In this study, we present a chromosome-resolved, literature-scale analysis of soybean gene mentions using a reproducible rule-based text mining approach applied to PubMed abstracts. By extracting standardized Glyma gene identifiers from two decades of publications, we provide a quantitative overview of how soybean genes are represented across chromosomes and over time. To our knowledge, this work represents one of the first chromosome-resolved overviews of soybean gene reporting patterns across the scientific literature.

The corpus-level distribution of gene mentions indicates that soybean genomics research remains predominantly focused on individual genes or small gene sets. This gene-centric pattern is consistent with experimental traditions in plant molecular biology, where functional validation typically proceeds through candidate gene approaches, reverse genetics, and trait-specific investigations [6,11,12]. Although genome-wide technologies such as RNA-seq, GWAS, and whole-genome resequencing have become increasingly common [8,14,15], published abstracts often emphasize a limited number of key genes emerging from broader analyses. This tendency toward candidate-focused reporting is a well-documented feature of biological research communication [17].

Chromosome-level analysis revealed pronounced disparities in gene mention frequencies that cannot be readily explained by chromosome number alone. Soybean chromosomes differ in gene density, duplication history, and QTL distribution as a consequence of ancient polyploidization and segmental duplication events [3,4]. Chromosomes exhibiting higher literature representation—such as chromosomes 3 and 16—may harbor genes associated with widely studied agronomic traits, including disease resistance [30,31], stress responses [32,33], flowering regulation [34,35,36], and metabolic processes [13]. However, literature frequency does not necessarily correlate with intrinsic genomic importance. As shown in other organisms, research attention is often influenced by historical momentum, funding priorities, and early landmark discoveries [17,37]. Thus, the observed chromosome-level disparities likely reflect an interplay between biological relevance and sociotechnical research dynamics.

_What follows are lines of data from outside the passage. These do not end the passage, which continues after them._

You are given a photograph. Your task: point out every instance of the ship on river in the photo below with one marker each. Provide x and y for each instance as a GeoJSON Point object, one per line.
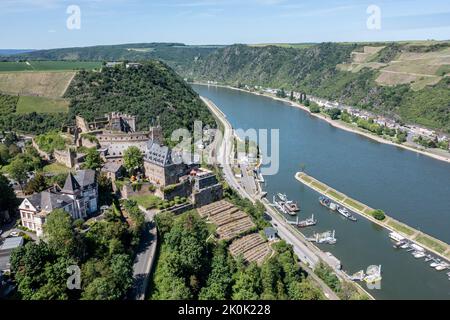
{"type": "Point", "coordinates": [282, 203]}
{"type": "Point", "coordinates": [327, 203]}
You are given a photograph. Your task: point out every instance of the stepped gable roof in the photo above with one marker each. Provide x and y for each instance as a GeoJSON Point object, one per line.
{"type": "Point", "coordinates": [71, 184]}
{"type": "Point", "coordinates": [85, 177]}
{"type": "Point", "coordinates": [49, 201]}
{"type": "Point", "coordinates": [159, 155]}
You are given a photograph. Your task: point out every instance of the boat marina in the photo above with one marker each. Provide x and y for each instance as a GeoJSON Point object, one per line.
{"type": "Point", "coordinates": [305, 223]}
{"type": "Point", "coordinates": [286, 206]}
{"type": "Point", "coordinates": [417, 251]}
{"type": "Point", "coordinates": [401, 268]}
{"type": "Point", "coordinates": [371, 276]}
{"type": "Point", "coordinates": [325, 237]}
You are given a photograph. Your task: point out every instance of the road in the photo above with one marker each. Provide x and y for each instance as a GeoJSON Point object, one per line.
{"type": "Point", "coordinates": [302, 248]}
{"type": "Point", "coordinates": [145, 257]}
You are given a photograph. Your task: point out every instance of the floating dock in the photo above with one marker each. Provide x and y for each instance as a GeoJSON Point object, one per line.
{"type": "Point", "coordinates": [426, 241]}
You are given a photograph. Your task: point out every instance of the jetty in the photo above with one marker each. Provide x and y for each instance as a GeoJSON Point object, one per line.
{"type": "Point", "coordinates": [426, 241]}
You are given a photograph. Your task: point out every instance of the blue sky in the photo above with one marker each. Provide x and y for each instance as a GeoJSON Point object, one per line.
{"type": "Point", "coordinates": [42, 23]}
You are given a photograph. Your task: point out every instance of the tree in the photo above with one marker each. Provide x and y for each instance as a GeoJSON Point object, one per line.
{"type": "Point", "coordinates": [37, 184]}
{"type": "Point", "coordinates": [133, 159]}
{"type": "Point", "coordinates": [219, 282]}
{"type": "Point", "coordinates": [18, 170]}
{"type": "Point", "coordinates": [8, 198]}
{"type": "Point", "coordinates": [334, 113]}
{"type": "Point", "coordinates": [379, 214]}
{"type": "Point", "coordinates": [4, 154]}
{"type": "Point", "coordinates": [248, 284]}
{"type": "Point", "coordinates": [92, 160]}
{"type": "Point", "coordinates": [60, 233]}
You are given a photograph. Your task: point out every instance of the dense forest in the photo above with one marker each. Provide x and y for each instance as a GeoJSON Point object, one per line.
{"type": "Point", "coordinates": [313, 70]}
{"type": "Point", "coordinates": [191, 267]}
{"type": "Point", "coordinates": [102, 250]}
{"type": "Point", "coordinates": [150, 91]}
{"type": "Point", "coordinates": [171, 53]}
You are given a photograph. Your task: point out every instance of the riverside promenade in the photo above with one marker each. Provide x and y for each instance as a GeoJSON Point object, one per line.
{"type": "Point", "coordinates": [430, 243]}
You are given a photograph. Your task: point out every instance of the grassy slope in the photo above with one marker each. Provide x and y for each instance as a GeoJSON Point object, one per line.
{"type": "Point", "coordinates": [28, 104]}
{"type": "Point", "coordinates": [148, 92]}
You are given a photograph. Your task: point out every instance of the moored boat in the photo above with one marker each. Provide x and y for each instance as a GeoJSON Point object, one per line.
{"type": "Point", "coordinates": [344, 212]}
{"type": "Point", "coordinates": [442, 266]}
{"type": "Point", "coordinates": [418, 254]}
{"type": "Point", "coordinates": [307, 223]}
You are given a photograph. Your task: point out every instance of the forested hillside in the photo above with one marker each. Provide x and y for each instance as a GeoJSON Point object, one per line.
{"type": "Point", "coordinates": [172, 53]}
{"type": "Point", "coordinates": [150, 91]}
{"type": "Point", "coordinates": [400, 80]}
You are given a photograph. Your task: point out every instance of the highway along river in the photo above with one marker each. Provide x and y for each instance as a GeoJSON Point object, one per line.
{"type": "Point", "coordinates": [410, 187]}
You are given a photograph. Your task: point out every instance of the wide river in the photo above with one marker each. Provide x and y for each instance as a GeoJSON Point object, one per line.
{"type": "Point", "coordinates": [411, 187]}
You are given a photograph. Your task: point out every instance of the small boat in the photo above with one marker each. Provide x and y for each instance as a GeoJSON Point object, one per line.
{"type": "Point", "coordinates": [307, 223]}
{"type": "Point", "coordinates": [435, 263]}
{"type": "Point", "coordinates": [418, 254]}
{"type": "Point", "coordinates": [327, 203]}
{"type": "Point", "coordinates": [344, 212]}
{"type": "Point", "coordinates": [442, 266]}
{"type": "Point", "coordinates": [373, 275]}
{"type": "Point", "coordinates": [399, 244]}
{"type": "Point", "coordinates": [291, 207]}
{"type": "Point", "coordinates": [396, 236]}
{"type": "Point", "coordinates": [405, 246]}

Temporal analyses further demonstrate that soybean genomics research has expanded markedly over the past decade, particularly following improvements in genome assemblies and pan-genome analyses [14,15]. The surge in chromosome-specific gene reporting after 2018 aligns with broader trends in plant genomics driven by next-generation sequencing, high-throughput transcriptomics, and CRISPR-based functional studies [28,29]. As technological barriers have decreased, researchers have gained access to increasingly precise genomic information, enabling more targeted gene discovery and characterization. The uneven growth of gene mentions across chromosomes suggests that emerging research priorities have concentrated attention on specific genomic regions, potentially leaving other regions comparatively underexplored.

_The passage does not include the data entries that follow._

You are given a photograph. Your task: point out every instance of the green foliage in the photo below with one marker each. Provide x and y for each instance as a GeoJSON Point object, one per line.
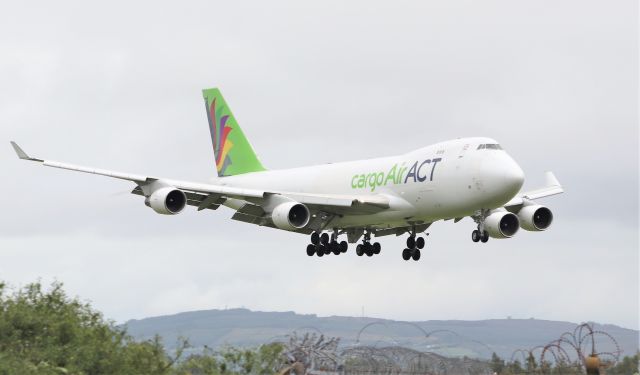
{"type": "Point", "coordinates": [497, 364]}
{"type": "Point", "coordinates": [266, 359]}
{"type": "Point", "coordinates": [46, 332]}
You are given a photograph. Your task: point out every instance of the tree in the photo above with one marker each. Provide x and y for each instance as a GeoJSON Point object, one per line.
{"type": "Point", "coordinates": [497, 364]}
{"type": "Point", "coordinates": [46, 332]}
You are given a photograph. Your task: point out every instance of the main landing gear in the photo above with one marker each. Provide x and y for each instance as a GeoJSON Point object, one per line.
{"type": "Point", "coordinates": [322, 244]}
{"type": "Point", "coordinates": [479, 235]}
{"type": "Point", "coordinates": [414, 244]}
{"type": "Point", "coordinates": [367, 248]}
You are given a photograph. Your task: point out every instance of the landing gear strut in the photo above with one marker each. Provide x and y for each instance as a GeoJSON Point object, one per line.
{"type": "Point", "coordinates": [322, 244]}
{"type": "Point", "coordinates": [480, 234]}
{"type": "Point", "coordinates": [414, 244]}
{"type": "Point", "coordinates": [367, 248]}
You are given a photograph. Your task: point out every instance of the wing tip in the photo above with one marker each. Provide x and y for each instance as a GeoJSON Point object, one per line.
{"type": "Point", "coordinates": [21, 154]}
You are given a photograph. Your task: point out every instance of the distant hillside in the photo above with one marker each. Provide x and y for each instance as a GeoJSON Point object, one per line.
{"type": "Point", "coordinates": [243, 327]}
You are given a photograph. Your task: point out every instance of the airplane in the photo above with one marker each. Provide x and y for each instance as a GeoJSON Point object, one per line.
{"type": "Point", "coordinates": [396, 195]}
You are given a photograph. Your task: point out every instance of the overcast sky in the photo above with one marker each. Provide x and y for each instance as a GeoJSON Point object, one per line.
{"type": "Point", "coordinates": [117, 85]}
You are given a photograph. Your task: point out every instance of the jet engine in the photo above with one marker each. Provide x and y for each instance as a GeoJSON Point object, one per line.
{"type": "Point", "coordinates": [290, 215]}
{"type": "Point", "coordinates": [535, 218]}
{"type": "Point", "coordinates": [167, 201]}
{"type": "Point", "coordinates": [501, 224]}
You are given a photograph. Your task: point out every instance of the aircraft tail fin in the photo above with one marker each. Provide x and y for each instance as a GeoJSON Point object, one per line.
{"type": "Point", "coordinates": [232, 151]}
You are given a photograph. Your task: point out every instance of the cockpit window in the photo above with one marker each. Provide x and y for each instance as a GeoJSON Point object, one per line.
{"type": "Point", "coordinates": [489, 146]}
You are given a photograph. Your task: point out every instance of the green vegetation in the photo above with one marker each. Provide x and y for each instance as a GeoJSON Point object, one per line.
{"type": "Point", "coordinates": [46, 332]}
{"type": "Point", "coordinates": [627, 366]}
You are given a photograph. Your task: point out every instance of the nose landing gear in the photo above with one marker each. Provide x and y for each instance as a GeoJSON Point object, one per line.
{"type": "Point", "coordinates": [414, 244]}
{"type": "Point", "coordinates": [367, 248]}
{"type": "Point", "coordinates": [480, 234]}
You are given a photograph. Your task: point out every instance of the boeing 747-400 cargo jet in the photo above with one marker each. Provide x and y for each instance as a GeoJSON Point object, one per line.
{"type": "Point", "coordinates": [397, 195]}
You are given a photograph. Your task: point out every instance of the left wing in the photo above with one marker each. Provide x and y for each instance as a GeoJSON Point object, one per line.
{"type": "Point", "coordinates": [211, 196]}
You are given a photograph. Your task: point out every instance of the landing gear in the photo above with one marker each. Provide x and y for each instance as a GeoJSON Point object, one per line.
{"type": "Point", "coordinates": [479, 236]}
{"type": "Point", "coordinates": [414, 244]}
{"type": "Point", "coordinates": [366, 247]}
{"type": "Point", "coordinates": [323, 244]}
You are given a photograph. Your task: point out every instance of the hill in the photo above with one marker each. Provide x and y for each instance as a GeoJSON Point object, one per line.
{"type": "Point", "coordinates": [242, 327]}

At the gene level, the dominance of a small number of repeatedly studied genes reflects a common and well-characterized phenomenon in biomedical research. Large-scale bibliometric analyses have shown that a minority of genes accounts for a disproportionate share of scientific attention, while the majority remain understudied [17,38]. In soybean, frequently mentioned genes identified in this study are associated with core biological processes such as transcriptional regulation, oxidative stress response, and metabolic pathways, as documented in SoyBase annotations [13]. Meanwhile, the long-tailed distribution observed in our results suggests that many annotated soybean genes remain sparsely characterized in the literature, highlighting potential opportunities for functional genomics research.

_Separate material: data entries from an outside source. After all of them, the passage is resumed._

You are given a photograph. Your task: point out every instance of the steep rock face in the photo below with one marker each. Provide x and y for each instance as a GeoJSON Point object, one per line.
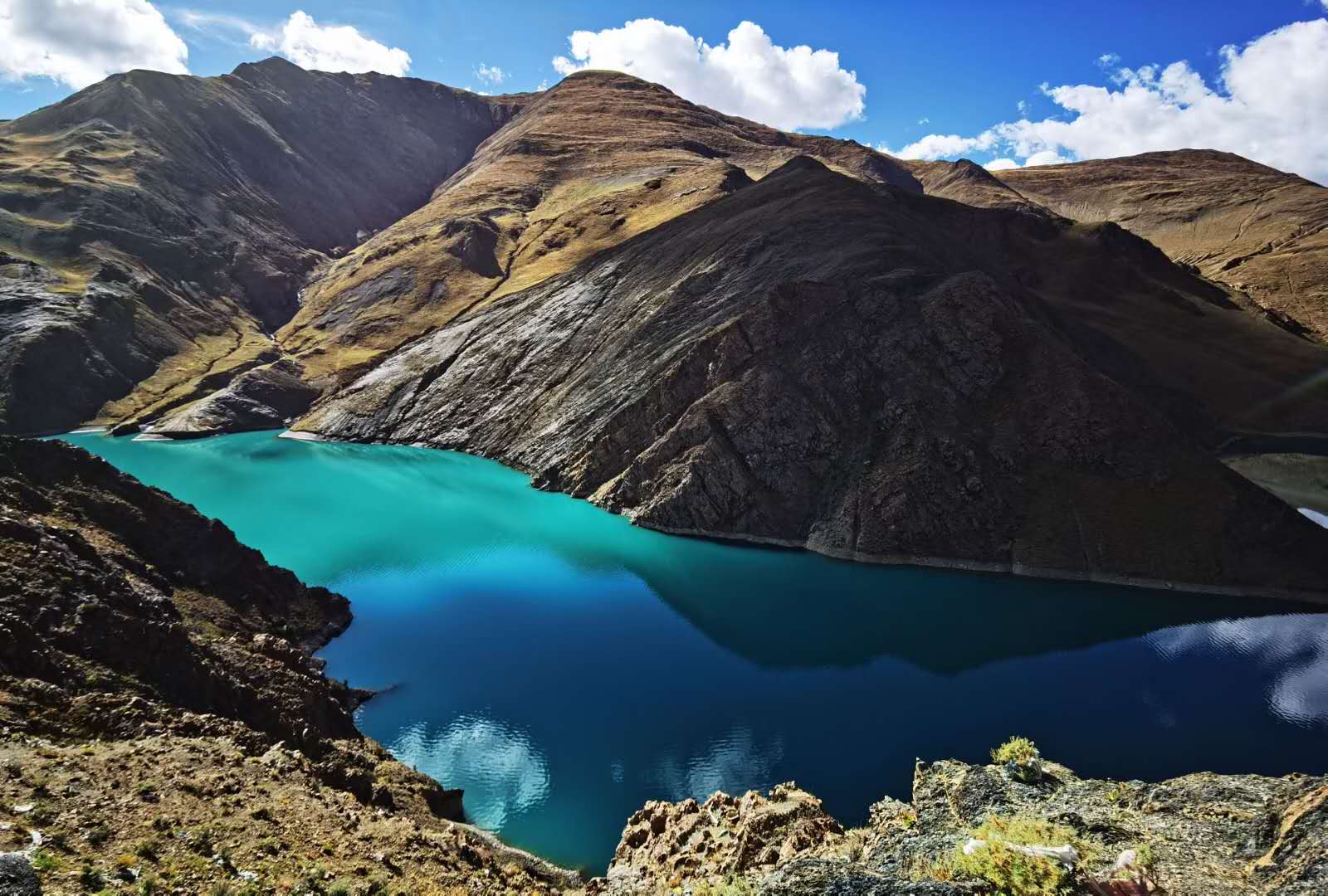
{"type": "Point", "coordinates": [1255, 229]}
{"type": "Point", "coordinates": [876, 375]}
{"type": "Point", "coordinates": [588, 165]}
{"type": "Point", "coordinates": [156, 217]}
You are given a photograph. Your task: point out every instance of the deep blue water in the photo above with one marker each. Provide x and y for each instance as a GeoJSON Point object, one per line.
{"type": "Point", "coordinates": [564, 667]}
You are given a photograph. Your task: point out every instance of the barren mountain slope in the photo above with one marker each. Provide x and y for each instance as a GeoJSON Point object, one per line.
{"type": "Point", "coordinates": [156, 227]}
{"type": "Point", "coordinates": [1248, 226]}
{"type": "Point", "coordinates": [588, 163]}
{"type": "Point", "coordinates": [880, 375]}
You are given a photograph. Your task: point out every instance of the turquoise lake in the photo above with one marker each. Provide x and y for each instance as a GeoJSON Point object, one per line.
{"type": "Point", "coordinates": [564, 667]}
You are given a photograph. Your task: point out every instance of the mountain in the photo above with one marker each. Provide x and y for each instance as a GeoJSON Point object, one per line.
{"type": "Point", "coordinates": [703, 323]}
{"type": "Point", "coordinates": [878, 375]}
{"type": "Point", "coordinates": [156, 229]}
{"type": "Point", "coordinates": [588, 165]}
{"type": "Point", "coordinates": [1252, 227]}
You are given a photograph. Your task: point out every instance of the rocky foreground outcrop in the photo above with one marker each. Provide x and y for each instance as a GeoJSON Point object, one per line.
{"type": "Point", "coordinates": [1020, 827]}
{"type": "Point", "coordinates": [165, 725]}
{"type": "Point", "coordinates": [885, 376]}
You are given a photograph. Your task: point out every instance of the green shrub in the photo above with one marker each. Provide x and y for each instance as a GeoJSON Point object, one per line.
{"type": "Point", "coordinates": [1018, 749]}
{"type": "Point", "coordinates": [90, 879]}
{"type": "Point", "coordinates": [43, 860]}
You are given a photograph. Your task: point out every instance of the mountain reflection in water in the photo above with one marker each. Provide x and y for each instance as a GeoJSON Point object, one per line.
{"type": "Point", "coordinates": [564, 667]}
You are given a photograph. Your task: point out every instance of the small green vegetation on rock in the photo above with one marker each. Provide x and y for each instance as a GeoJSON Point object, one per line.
{"type": "Point", "coordinates": [1018, 749]}
{"type": "Point", "coordinates": [1006, 867]}
{"type": "Point", "coordinates": [43, 860]}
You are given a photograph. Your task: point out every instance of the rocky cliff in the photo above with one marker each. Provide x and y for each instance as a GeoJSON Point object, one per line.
{"type": "Point", "coordinates": [885, 376]}
{"type": "Point", "coordinates": [166, 727]}
{"type": "Point", "coordinates": [1258, 230]}
{"type": "Point", "coordinates": [154, 229]}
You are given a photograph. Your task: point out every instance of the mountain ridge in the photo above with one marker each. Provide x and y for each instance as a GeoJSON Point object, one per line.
{"type": "Point", "coordinates": [684, 378]}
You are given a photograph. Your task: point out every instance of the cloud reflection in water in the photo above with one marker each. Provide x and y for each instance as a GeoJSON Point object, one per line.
{"type": "Point", "coordinates": [504, 770]}
{"type": "Point", "coordinates": [1292, 652]}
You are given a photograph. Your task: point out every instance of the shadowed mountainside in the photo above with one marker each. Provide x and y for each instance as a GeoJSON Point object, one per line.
{"type": "Point", "coordinates": [876, 375]}
{"type": "Point", "coordinates": [154, 707]}
{"type": "Point", "coordinates": [1258, 230]}
{"type": "Point", "coordinates": [154, 229]}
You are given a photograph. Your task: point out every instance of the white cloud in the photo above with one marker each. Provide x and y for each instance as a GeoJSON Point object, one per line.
{"type": "Point", "coordinates": [1046, 157]}
{"type": "Point", "coordinates": [491, 73]}
{"type": "Point", "coordinates": [81, 41]}
{"type": "Point", "coordinates": [1268, 104]}
{"type": "Point", "coordinates": [935, 146]}
{"type": "Point", "coordinates": [747, 76]}
{"type": "Point", "coordinates": [330, 48]}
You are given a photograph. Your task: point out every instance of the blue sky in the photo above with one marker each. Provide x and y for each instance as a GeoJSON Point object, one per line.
{"type": "Point", "coordinates": [954, 70]}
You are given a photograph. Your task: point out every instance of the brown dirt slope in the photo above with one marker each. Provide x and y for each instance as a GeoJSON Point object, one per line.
{"type": "Point", "coordinates": [1255, 229]}
{"type": "Point", "coordinates": [881, 375]}
{"type": "Point", "coordinates": [588, 163]}
{"type": "Point", "coordinates": [159, 226]}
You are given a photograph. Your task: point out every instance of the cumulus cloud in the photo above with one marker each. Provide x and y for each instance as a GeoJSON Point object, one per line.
{"type": "Point", "coordinates": [81, 41]}
{"type": "Point", "coordinates": [1268, 104]}
{"type": "Point", "coordinates": [747, 76]}
{"type": "Point", "coordinates": [491, 73]}
{"type": "Point", "coordinates": [330, 48]}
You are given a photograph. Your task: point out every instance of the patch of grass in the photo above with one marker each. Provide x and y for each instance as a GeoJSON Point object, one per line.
{"type": "Point", "coordinates": [1018, 749]}
{"type": "Point", "coordinates": [149, 850]}
{"type": "Point", "coordinates": [735, 886]}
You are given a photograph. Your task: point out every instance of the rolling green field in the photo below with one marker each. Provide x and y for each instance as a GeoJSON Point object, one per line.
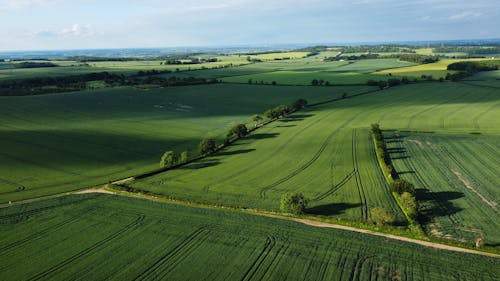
{"type": "Point", "coordinates": [326, 152]}
{"type": "Point", "coordinates": [55, 143]}
{"type": "Point", "coordinates": [456, 177]}
{"type": "Point", "coordinates": [109, 237]}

Importantly, our findings illustrate the value of applying transparent, rule-based text mining approaches in plant science. Computational text mining has become an essential tool in biomedical informatics for extracting gene–disease associations, protein interactions, and curated knowledge from large text repositories [18,22,23]. While machine learning-based named entity recognition models such as BioBERT and deep neural architectures have demonstrated strong performance in complex biomedical contexts [24,25], rule-based approaches remain highly effective when standardized nomenclature is available [26]. The structured nature of Glyma identifiers enabled precise extraction with minimal ambiguity, illustrating that lightweight, interpretable methods can generate robust insights when applied to well-defined entity systems.

Beyond soybean, chromosome-level bibliometric mapping may offer a complementary lens for evaluating research distribution across plant genomes. As pan-genome analyses and comparative genomics expand across major crops [15,37,39], literature-scale mining approaches could help identify genomic regions that are underrepresented relative to their biological potential. Such analyses may inform funding strategies, prioritize candidate loci for functional validation, and support more balanced exploration of crop genomes.

The absence of widely studied genes commonly referred to by symbolic names (e.g., E1 or GmFT2a) further underscores the dependence of this analysis on standardized Glyma identifiers and highlights variability in gene naming conventions across the literature. Therefore, the observed patterns should be interpreted as reflecting reporting practices associated with standardized Glyma nomenclature rather than the full landscape of soybean genomics research.

Taken together, our results underscore that the scientific literature itself constitutes a structured dataset reflecting both biological knowledge and research behavior. By integrating genomic resources with transparent, rule-based text mining approaches, it becomes possible to quantify patterns of research emphasis at the genome scale [40,41]. While our approach does not infer biological causality, it provides a valuable meta-analytic perspective on how soybean genes are distributed within the scientific literature. As plant genomics continues to generate increasingly large and complex datasets, literature-scale analyses may serve as an important complement to experimental and computational genomics, offering insight into the evolving architecture of scientific attention.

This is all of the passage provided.